Mayor Shayne Gallo. (Photo: Dan Barton)

The city has responded to a Kingston Times Freedom of Information Act request by releasing a written opinion of a ruling by the city’s ethics board clearing Mayor Shayne Gallo of any conflict of interest in the hiring of attorney George Redder to work with the Kingston Local Development Corporation.

On July 7, City Clerk Carly Williams responded to the June 20 FOIL request seeking the board’s decision and all supporting documents relating to the deliberations of the ethics board regarding the appointment of Redder as counsel to the KLDC. One week earlier, Williams said that the decision was not available because an “official” version had not been produced. Board Chairwoman Jean Jacobs, however, said a written opinion on the matter had been filed with the city back in May.

The board was appointed by Gallo last year in accordance with a new ethics law. Ward 3 Alderman Brad Will questioned Redder’s appointment to the board in a January letter to Common Council President James Noble. Will noted that Gallo, an attorney, had been listed under the title “Of Counsel” on Redder’s letterhead and office signage up until at least November 2013 — the same month he was appointed to KLDC counsel. Sometime later, Gallo’s name was removed from the letterhead and covered over on the signage. The ethics law limits the awarding of city contracts to people who currently or recently have had outside business dealings with city officials.  Will’s letter questioned “whether proper protocol has been followed, that a conflict of interest has not been breached, that proper disclosure had been made by the Mayor’s office and any potential appearance of impropriety is addressed.”

At a May meeting of the KLDC, Gallo dismissed the appearance of impropriety by saying that he had simply rented space in Redder’s law office. While the definition of “of counsel” varies from state to state, a 1996 opinion by the New York City Bar Association’s Committee on Professional and Judicial Ethics describes it as “the existence of a close, regular and personal relationship between the attorney and the firm.”

According to the one-page decision, the board met on April 29 to discuss Will’s letter. In a single paragraph, the board dismissed Will’s concerns denying any appearance of impropriety or conflict of interest.
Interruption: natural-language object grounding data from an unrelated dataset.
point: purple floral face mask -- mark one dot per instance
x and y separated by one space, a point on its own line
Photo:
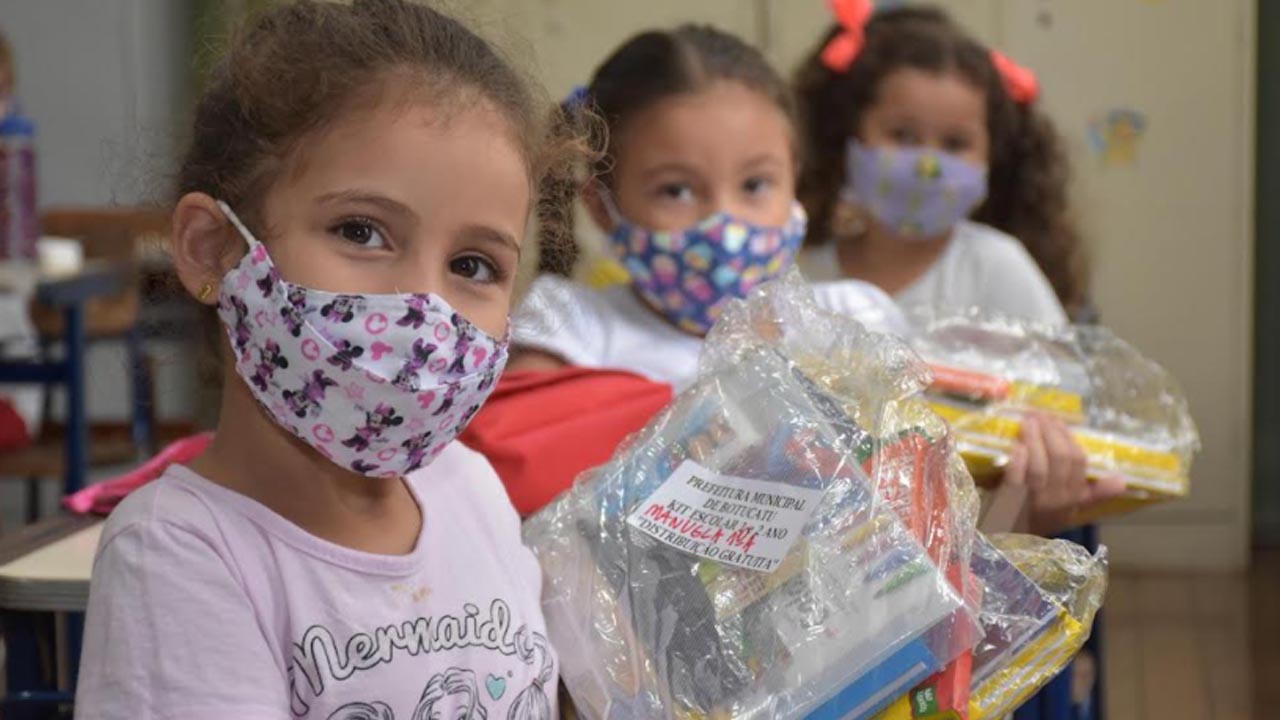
376 383
913 191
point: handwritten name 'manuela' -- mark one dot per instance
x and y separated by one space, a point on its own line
737 495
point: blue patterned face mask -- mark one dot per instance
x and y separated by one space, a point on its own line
688 276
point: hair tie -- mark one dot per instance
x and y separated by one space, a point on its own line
1019 82
853 16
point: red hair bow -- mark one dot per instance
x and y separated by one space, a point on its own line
853 17
1019 82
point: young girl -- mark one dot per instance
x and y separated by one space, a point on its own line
696 191
914 127
352 203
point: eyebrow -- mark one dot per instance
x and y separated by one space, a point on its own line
490 236
369 199
764 159
668 168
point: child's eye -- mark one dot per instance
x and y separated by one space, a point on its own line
360 231
676 191
758 185
955 145
904 136
474 268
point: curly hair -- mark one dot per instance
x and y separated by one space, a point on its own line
1028 168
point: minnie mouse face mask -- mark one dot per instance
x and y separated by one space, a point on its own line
376 383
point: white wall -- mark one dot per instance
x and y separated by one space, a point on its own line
104 82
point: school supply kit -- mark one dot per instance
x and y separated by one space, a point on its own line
794 537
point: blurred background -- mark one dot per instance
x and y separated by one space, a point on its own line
1170 110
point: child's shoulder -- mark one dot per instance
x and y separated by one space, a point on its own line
464 483
177 500
988 245
986 237
863 301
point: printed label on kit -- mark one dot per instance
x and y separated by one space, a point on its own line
739 522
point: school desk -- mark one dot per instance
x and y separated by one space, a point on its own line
44 591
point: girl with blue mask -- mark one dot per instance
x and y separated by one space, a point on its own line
695 194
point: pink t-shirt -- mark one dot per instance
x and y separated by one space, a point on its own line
208 605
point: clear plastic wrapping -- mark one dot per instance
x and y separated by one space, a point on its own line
1128 414
789 538
1038 601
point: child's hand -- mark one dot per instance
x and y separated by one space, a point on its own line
1052 466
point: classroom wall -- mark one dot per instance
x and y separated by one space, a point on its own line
1168 206
105 82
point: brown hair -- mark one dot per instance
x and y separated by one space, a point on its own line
645 69
298 67
1028 169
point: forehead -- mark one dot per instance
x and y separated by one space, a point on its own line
720 123
435 162
944 96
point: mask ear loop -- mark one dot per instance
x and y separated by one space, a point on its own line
234 219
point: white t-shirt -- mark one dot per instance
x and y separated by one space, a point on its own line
615 329
208 605
981 268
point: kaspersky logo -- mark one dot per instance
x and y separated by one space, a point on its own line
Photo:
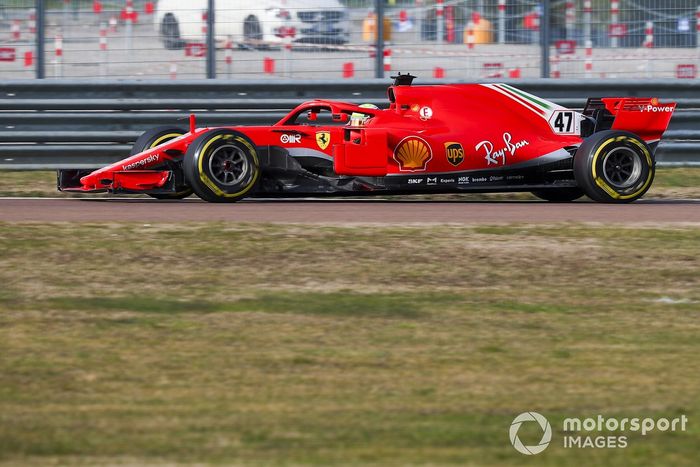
546 433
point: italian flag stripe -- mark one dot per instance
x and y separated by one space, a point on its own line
529 97
520 100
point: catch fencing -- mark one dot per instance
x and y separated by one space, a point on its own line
51 124
349 39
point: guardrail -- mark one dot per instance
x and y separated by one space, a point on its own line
49 124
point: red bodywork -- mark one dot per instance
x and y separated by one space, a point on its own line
439 129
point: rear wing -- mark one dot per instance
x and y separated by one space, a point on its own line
644 116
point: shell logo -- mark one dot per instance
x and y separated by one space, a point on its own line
413 154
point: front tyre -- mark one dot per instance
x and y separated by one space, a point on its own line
222 166
155 137
614 167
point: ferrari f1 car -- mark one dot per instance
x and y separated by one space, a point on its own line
431 139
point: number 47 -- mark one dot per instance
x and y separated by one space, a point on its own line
565 122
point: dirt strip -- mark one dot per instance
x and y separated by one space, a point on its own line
345 211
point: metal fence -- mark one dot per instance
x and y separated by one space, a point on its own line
73 124
348 39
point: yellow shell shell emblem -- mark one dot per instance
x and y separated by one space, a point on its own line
323 138
413 154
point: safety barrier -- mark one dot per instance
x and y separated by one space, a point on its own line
81 124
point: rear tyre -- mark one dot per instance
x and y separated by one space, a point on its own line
155 137
559 195
222 166
170 30
614 167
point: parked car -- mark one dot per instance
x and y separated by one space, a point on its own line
265 22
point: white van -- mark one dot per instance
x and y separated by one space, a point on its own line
257 23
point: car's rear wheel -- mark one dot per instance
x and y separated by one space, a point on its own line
170 30
559 195
155 137
614 167
222 166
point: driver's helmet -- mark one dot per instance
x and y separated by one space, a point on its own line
359 119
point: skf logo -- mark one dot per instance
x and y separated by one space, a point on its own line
413 154
290 139
323 139
454 153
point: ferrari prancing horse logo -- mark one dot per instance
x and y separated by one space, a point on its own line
323 139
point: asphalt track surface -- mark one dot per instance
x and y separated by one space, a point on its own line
364 211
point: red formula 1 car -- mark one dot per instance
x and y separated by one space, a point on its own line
430 139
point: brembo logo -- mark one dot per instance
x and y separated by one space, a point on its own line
142 162
653 108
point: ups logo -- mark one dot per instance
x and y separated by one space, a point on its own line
454 153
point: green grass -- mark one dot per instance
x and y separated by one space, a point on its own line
277 345
681 182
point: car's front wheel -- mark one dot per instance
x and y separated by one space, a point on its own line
614 167
222 166
170 31
252 32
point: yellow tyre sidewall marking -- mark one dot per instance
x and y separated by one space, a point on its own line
209 183
163 139
607 188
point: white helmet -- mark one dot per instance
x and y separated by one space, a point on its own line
359 118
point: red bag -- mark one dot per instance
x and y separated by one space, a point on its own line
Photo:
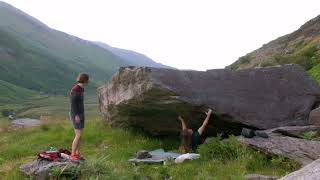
51 156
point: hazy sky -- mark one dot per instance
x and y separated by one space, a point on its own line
187 34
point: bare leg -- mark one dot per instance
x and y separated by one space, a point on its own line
76 141
183 124
205 123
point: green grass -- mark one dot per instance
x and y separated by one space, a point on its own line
107 151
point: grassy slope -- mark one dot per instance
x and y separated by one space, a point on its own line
108 149
11 93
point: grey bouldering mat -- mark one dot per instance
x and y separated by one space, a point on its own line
158 157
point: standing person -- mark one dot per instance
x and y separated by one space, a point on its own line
190 140
77 112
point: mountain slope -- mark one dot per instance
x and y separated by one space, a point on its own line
300 47
132 57
14 93
36 57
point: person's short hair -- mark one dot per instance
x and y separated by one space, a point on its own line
83 78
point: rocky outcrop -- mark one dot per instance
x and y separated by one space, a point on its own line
314 117
309 172
300 150
151 98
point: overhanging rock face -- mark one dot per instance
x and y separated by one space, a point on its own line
264 98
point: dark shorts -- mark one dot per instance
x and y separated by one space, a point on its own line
195 140
77 125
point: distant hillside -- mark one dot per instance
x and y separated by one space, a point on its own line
36 57
300 47
12 93
132 56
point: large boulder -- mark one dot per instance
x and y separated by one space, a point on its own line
151 99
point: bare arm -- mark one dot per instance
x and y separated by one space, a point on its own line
205 122
183 123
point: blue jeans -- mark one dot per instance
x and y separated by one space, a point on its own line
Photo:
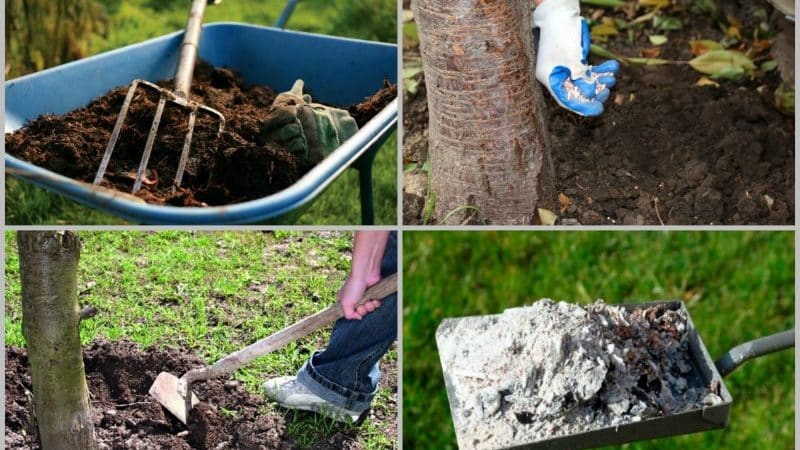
346 373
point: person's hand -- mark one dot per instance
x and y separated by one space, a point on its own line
310 131
561 59
351 292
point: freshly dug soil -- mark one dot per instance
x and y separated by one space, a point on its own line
220 171
556 369
126 417
665 150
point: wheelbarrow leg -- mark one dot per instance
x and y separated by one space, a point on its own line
364 166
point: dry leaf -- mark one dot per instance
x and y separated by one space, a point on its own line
654 3
606 27
703 81
701 46
722 62
547 217
564 201
651 52
762 44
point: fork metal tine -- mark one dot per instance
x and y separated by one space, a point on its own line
187 142
148 148
115 134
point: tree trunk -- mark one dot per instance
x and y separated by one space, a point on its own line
486 133
50 318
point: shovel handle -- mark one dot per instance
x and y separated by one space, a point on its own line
299 329
753 349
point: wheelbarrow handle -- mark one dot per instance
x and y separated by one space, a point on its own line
288 9
744 352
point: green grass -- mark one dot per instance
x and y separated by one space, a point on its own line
212 293
138 20
737 286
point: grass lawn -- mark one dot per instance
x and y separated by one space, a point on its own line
737 286
137 20
232 289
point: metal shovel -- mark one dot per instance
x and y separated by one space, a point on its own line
176 395
704 372
179 96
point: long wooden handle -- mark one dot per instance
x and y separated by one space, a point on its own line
301 328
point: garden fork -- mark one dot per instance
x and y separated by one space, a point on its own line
179 95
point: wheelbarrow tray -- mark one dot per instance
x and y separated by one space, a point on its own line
339 71
702 419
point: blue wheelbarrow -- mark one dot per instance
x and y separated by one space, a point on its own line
343 71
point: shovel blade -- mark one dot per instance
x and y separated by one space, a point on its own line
165 391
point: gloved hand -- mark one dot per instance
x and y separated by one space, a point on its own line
310 131
561 59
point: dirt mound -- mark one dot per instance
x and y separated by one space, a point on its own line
665 150
126 417
220 171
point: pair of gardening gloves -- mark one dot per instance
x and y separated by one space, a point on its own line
310 131
561 59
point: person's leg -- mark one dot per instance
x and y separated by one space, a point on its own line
346 373
342 379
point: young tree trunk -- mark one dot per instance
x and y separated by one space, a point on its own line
50 317
486 133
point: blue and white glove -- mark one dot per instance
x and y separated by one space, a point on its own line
561 59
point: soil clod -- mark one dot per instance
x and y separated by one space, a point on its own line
220 171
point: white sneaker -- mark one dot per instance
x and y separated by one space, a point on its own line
290 393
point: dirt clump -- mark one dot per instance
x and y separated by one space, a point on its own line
119 375
220 170
556 369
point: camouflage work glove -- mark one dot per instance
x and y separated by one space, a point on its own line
310 131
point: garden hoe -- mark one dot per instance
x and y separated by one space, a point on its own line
176 394
179 95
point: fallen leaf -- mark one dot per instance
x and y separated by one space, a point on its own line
657 39
651 52
722 63
654 3
606 27
564 201
769 65
762 44
784 99
603 52
648 61
733 32
547 217
703 81
667 23
702 46
604 3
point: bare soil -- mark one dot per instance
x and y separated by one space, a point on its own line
665 151
220 171
126 417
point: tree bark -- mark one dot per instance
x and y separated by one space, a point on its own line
50 317
486 133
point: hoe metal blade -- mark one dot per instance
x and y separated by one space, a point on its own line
165 391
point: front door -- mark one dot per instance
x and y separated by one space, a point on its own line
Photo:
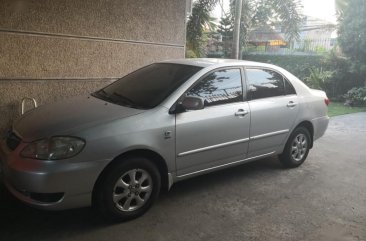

The decision does not contain any supporting documents or address how the board reached its conclusion.

Jacobs and board member Karen Clark Adin said last week that the decision was based solely on the contents of Will’s letter, which Jacobs called “baseless.”

The only other document included in the FOIL response is an e-mail dated July 1 from Jacobs to Janet Higgins — an assistant in the city’s corporation counsel’s office — authorizing the release of the decision.